Mas prevaleceu a defensa da procuradora, que destacou que a medida cautelar concedida pelo Comitê de Direitos Humanos da ONU para garantir que o candidato participe das eleições até o trânsito em julgado da decisão, não tem efeito vinculante.

Para ela, a decisão do órgão internacional de monitoramento não gera impacto direto na esfera da Justiça Eleitoral, mas seus fundamentos foram levados em conta, e não acolhidos, sendo que a Lei da Ficha Limpa, que restringe a capacidade eleitoral, é compatível com as obrigações internacionais.

Apesar da decisão dos ministros, o Protocolo Facultativo ao Pacto Internacional de Direitos Civis e Políticos, que serviu de base para a medida cautelar da ONU, ainda precisa de promulgação por decreto presidencial, critério exigido para ter aplicação doméstica, de acordo com jurisprudência do STF.

“A Lei da Ficha limpa traz restrições ao direito a ser votado, com fundamentos associados à defesa de direitos humanos, à boa governança e à democracia substancial”, declarou a PGE, ressaltando que estes princípios também defendidos por diversas normas do próprio Conselho de Direitos Humanos da ONU.

“É por essa razão que a lei aplicável a esse caso (Ficha Limpa), ao invés de violar direitos fundamentais, os protege”, afirmou Raquel Dodge.

Campanha – O ministro relator também acolheu a tese defendida pela PGE para afastar a aplicação do artigo da Lei das Eleições que permite a candidato sub judice realizar atos de campanha. Segundo o relator, a jurisprudência da Corte Eleitoral entende que tal condição é superada após decisão do TSE sobre o registro de candidatura.

Para a PGE, a medida é fundamental para impedir que a campanha de candidatos claramente inelegíveis seja financiada com recursos públicos.

“O tratamento a ser dispensado àqueles que, embora manifestamente inelegíveis ou sem reunir todas as condições de elegibilidade de forma induvidosa, resolvam provocar a Justiça Eleitoral, requerendo o seu registro de candidatura, não pode expor nem a higidez das eleições, nem o patrimônio público investido na sua organização e no custeio das campanhas eleitorais”, sustentou, em parecer enviado ao TSE.

Barroso considerou, ainda, não ser necessária a abertura de prazo para alegações finais, visto que a determinação da Lei da Ficha Limpa é clara e não há mais provas a serem produzidas, o que extingue qualquer possibilidade de recurso por parte do ex-presidente.

Sessão de mais de 10 horas de duração, TSE aprovou pedidos de candidaturas de Eymael (DC) e Geraldo Alckmin (PSDB), assim como de seus vices. Haddad também teve candidatura a vice aprovada, o que deve facilitar mudança para candidatura a presidente em nova composição do PT. (Foto: Divulgação).

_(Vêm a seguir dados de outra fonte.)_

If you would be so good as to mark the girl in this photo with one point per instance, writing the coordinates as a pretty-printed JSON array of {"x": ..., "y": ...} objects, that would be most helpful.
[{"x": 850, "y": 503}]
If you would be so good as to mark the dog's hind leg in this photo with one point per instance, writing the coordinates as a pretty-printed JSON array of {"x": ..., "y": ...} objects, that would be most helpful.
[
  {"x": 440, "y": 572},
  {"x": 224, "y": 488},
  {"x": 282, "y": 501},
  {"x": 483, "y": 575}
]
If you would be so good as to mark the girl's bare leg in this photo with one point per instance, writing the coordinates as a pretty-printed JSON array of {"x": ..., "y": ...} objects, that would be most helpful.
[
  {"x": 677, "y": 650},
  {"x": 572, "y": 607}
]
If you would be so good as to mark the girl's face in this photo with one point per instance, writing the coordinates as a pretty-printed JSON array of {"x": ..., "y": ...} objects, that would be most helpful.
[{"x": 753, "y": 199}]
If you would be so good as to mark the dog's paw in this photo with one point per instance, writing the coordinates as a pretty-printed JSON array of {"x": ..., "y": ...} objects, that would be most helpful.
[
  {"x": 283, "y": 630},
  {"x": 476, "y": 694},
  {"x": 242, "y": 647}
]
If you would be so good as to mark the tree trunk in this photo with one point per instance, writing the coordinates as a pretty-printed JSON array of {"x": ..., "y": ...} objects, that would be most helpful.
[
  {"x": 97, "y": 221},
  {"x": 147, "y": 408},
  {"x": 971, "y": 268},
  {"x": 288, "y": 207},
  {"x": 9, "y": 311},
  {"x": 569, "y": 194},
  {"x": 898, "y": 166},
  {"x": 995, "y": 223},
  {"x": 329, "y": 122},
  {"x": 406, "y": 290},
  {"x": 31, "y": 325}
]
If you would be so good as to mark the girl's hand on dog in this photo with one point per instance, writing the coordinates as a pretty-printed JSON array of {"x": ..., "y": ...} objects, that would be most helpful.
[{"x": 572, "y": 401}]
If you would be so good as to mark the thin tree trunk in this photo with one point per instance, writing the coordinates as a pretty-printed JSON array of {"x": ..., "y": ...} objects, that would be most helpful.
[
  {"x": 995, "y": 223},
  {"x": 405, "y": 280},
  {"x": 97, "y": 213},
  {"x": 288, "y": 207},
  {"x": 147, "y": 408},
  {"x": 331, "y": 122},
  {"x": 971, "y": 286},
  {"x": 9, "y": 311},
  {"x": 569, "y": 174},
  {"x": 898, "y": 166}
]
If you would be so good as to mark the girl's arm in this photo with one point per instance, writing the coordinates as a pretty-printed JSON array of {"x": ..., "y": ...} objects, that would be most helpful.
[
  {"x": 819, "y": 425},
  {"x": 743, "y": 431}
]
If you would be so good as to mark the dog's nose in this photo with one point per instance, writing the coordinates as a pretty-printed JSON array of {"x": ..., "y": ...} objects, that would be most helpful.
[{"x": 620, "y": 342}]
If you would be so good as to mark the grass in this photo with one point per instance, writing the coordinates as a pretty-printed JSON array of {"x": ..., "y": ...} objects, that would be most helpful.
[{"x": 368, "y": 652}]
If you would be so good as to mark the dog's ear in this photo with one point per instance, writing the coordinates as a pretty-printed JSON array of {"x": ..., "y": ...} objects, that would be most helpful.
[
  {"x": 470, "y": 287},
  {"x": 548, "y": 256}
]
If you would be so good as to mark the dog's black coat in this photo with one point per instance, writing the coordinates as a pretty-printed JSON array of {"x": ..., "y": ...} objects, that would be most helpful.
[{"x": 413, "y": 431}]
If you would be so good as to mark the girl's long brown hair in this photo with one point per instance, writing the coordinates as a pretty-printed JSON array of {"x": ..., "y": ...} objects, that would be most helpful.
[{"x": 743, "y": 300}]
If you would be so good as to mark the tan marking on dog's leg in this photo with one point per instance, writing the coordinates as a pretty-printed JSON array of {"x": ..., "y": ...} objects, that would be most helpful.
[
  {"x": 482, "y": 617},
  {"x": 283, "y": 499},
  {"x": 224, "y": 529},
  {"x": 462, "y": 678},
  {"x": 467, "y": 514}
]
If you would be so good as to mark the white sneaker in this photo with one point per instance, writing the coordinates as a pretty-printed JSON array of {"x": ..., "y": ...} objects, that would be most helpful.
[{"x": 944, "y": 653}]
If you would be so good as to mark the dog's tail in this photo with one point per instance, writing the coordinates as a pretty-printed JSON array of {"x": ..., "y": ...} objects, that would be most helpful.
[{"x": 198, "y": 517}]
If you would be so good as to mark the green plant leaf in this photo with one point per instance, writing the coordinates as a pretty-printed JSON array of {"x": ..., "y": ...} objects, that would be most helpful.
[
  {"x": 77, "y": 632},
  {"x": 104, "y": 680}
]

Outras candidaturas – Na mesma sexta-feira, 31 de agosto, o TSE aprovou os pedidos de registro de candidatura de mais 2 candidatos à presidência e de seus respectivos vices, seguindo entendimento do MPE.

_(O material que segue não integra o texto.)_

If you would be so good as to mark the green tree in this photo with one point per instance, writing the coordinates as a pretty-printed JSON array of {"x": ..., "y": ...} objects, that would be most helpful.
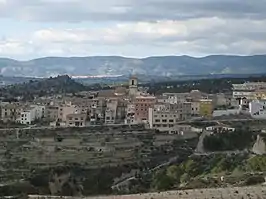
[
  {"x": 161, "y": 181},
  {"x": 174, "y": 172}
]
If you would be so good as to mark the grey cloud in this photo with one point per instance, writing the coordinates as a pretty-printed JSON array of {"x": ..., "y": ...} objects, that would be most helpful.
[{"x": 132, "y": 10}]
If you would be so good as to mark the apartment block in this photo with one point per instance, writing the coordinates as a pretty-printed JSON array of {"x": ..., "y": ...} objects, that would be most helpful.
[
  {"x": 257, "y": 109},
  {"x": 31, "y": 114},
  {"x": 142, "y": 105},
  {"x": 130, "y": 114},
  {"x": 111, "y": 111},
  {"x": 248, "y": 90},
  {"x": 206, "y": 108},
  {"x": 76, "y": 120},
  {"x": 51, "y": 113},
  {"x": 66, "y": 110},
  {"x": 165, "y": 117},
  {"x": 10, "y": 112}
]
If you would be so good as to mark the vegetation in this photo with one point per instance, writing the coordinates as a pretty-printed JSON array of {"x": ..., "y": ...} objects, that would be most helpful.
[
  {"x": 229, "y": 141},
  {"x": 39, "y": 88},
  {"x": 204, "y": 85}
]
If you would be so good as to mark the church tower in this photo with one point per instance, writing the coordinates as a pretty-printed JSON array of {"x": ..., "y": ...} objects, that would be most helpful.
[{"x": 133, "y": 86}]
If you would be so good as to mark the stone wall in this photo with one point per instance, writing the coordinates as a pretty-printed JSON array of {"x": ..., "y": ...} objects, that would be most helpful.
[{"x": 220, "y": 193}]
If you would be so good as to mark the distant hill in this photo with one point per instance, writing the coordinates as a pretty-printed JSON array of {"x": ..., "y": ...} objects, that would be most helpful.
[
  {"x": 151, "y": 66},
  {"x": 41, "y": 87}
]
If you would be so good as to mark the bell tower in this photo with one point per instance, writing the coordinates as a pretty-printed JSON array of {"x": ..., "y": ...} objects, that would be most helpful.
[{"x": 133, "y": 85}]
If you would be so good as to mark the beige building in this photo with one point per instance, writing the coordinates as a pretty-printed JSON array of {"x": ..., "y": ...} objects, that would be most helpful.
[
  {"x": 10, "y": 112},
  {"x": 76, "y": 120},
  {"x": 51, "y": 113},
  {"x": 165, "y": 117},
  {"x": 66, "y": 110},
  {"x": 111, "y": 111},
  {"x": 195, "y": 108}
]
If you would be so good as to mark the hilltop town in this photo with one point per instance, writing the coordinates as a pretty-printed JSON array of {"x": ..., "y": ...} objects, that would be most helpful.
[{"x": 66, "y": 139}]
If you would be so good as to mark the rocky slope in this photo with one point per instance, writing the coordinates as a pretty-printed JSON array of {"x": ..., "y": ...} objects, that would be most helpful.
[{"x": 113, "y": 65}]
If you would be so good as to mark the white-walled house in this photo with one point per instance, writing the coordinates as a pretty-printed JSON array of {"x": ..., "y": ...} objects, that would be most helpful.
[
  {"x": 257, "y": 109},
  {"x": 31, "y": 114},
  {"x": 27, "y": 116}
]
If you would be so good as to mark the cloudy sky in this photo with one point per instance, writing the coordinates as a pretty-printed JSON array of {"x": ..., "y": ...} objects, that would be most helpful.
[{"x": 134, "y": 28}]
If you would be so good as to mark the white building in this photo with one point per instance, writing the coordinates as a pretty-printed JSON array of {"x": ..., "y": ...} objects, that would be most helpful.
[
  {"x": 248, "y": 89},
  {"x": 27, "y": 116},
  {"x": 257, "y": 109},
  {"x": 130, "y": 114},
  {"x": 195, "y": 108},
  {"x": 133, "y": 86},
  {"x": 165, "y": 117},
  {"x": 111, "y": 111},
  {"x": 31, "y": 114}
]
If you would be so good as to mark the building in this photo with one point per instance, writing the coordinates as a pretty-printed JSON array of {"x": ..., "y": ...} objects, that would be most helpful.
[
  {"x": 130, "y": 114},
  {"x": 66, "y": 110},
  {"x": 165, "y": 117},
  {"x": 248, "y": 90},
  {"x": 206, "y": 108},
  {"x": 142, "y": 105},
  {"x": 111, "y": 111},
  {"x": 195, "y": 108},
  {"x": 51, "y": 113},
  {"x": 257, "y": 109},
  {"x": 133, "y": 86},
  {"x": 76, "y": 120},
  {"x": 31, "y": 114},
  {"x": 261, "y": 94},
  {"x": 10, "y": 112}
]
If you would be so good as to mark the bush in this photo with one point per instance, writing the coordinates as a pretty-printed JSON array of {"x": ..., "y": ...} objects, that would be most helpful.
[{"x": 228, "y": 141}]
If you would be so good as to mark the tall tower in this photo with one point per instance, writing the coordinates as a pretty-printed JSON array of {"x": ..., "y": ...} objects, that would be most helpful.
[{"x": 133, "y": 86}]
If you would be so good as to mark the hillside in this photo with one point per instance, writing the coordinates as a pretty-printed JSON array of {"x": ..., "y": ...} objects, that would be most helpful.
[
  {"x": 114, "y": 65},
  {"x": 57, "y": 85}
]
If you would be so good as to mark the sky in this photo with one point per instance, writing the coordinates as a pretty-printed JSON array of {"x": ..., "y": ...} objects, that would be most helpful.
[{"x": 133, "y": 28}]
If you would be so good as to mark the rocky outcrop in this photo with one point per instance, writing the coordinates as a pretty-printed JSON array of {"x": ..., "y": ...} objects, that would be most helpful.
[
  {"x": 64, "y": 183},
  {"x": 200, "y": 146},
  {"x": 259, "y": 147}
]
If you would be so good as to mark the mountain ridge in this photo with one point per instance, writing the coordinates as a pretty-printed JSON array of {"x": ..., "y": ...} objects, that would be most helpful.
[{"x": 119, "y": 65}]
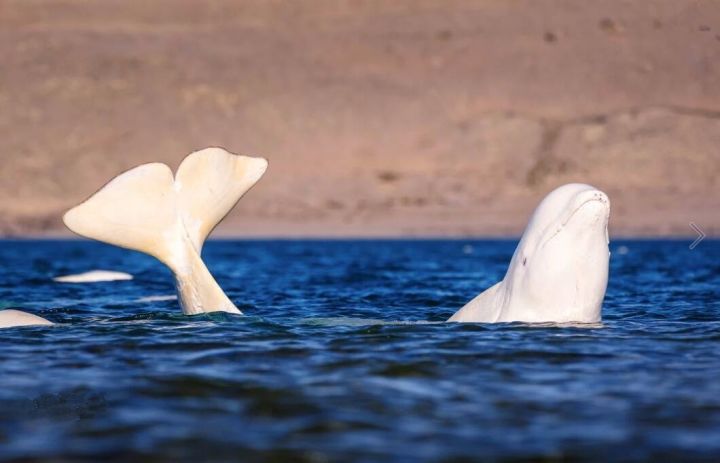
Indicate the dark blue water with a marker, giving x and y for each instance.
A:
(318, 370)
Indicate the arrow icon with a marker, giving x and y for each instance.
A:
(701, 235)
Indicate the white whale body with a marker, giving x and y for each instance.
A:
(148, 210)
(10, 318)
(94, 276)
(559, 271)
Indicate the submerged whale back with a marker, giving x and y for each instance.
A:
(147, 210)
(11, 317)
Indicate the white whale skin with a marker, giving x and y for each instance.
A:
(559, 270)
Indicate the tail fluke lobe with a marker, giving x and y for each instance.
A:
(135, 210)
(209, 183)
(147, 210)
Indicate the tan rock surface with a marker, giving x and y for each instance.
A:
(378, 118)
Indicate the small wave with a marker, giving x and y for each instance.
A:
(94, 276)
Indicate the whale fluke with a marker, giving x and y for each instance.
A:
(10, 318)
(148, 210)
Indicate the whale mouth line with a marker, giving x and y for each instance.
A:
(572, 214)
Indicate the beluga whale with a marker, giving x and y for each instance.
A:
(10, 318)
(147, 209)
(559, 271)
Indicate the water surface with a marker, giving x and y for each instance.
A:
(343, 356)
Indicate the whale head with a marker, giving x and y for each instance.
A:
(559, 271)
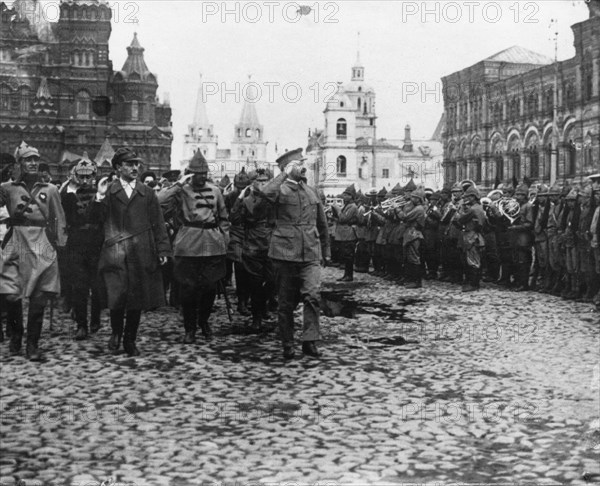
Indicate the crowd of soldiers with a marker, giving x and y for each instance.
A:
(130, 243)
(537, 238)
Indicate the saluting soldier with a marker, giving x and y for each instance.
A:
(258, 218)
(200, 246)
(236, 243)
(345, 232)
(135, 245)
(521, 239)
(83, 247)
(299, 242)
(30, 267)
(471, 218)
(412, 218)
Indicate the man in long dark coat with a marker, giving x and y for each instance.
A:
(135, 245)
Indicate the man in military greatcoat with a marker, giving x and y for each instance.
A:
(30, 266)
(300, 241)
(345, 231)
(200, 246)
(135, 245)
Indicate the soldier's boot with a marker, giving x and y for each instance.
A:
(557, 287)
(35, 318)
(413, 276)
(116, 323)
(207, 300)
(348, 272)
(80, 310)
(567, 292)
(132, 323)
(190, 317)
(14, 323)
(95, 313)
(593, 285)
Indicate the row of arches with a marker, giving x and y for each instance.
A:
(518, 156)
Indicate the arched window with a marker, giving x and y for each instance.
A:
(341, 166)
(135, 110)
(341, 128)
(82, 104)
(571, 162)
(499, 162)
(549, 101)
(516, 163)
(534, 162)
(25, 101)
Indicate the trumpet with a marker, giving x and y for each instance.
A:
(508, 207)
(392, 203)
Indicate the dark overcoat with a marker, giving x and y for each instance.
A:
(135, 237)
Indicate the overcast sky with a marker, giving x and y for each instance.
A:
(401, 43)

Por unanimidade, o plenário deferiu os registros de José Maria Eymael (DC) e Helvio Costa (DC); e de Geraldo Alckmin (PSDB) e Ana Amélia (PP). A candidatura de Fenando Haddad (PT) para vice também foi aprovada por todos os ministros, o que deve facilitar que ele assuma o lugar de Lula na chapa da coligação entre PT, PCdoB e PROS.

Em relação às contestações feitas à candidatura de Geraldo Alckmin e Ana Amélia, o TSE acolheu a tese defendida pelo MPE e não conheceu os pedidos feitos pela coligação entre MDB e PHS, e pelo candidato à presidência, Henrique Meirelles (MDB), que questionavam o fato de diversos partidos integrantes da coligação de Alckmin não terem mencionado em ata da convenção a concordância em se unir a todas as siglas da chapa.

Para a PGE, os autores do pedido não têm legitimidade para contestar as atas ou decisões tomadas por partidos integrantes de coligações adversárias em razão da autonomia partidária prevista na Constituição.

“O Tribunal Superior Eleitoral tem firme jurisprudência sobre o princípio constitucional da autonomia dos partidos políticos no sentido de que irregularidades sobre convenções partidárias só podem ser questionadas pelos próprios partidos políticos envolvidos, por se tratar de matéria interna corporis”, manifestou.

Segundo Raquel Dodge, contestações externas são admitidas apenas no caso de ocorrência de fraude nas convenções, capazes de interferir no processo eleitoral, o que o TSE entende que não aconteceu.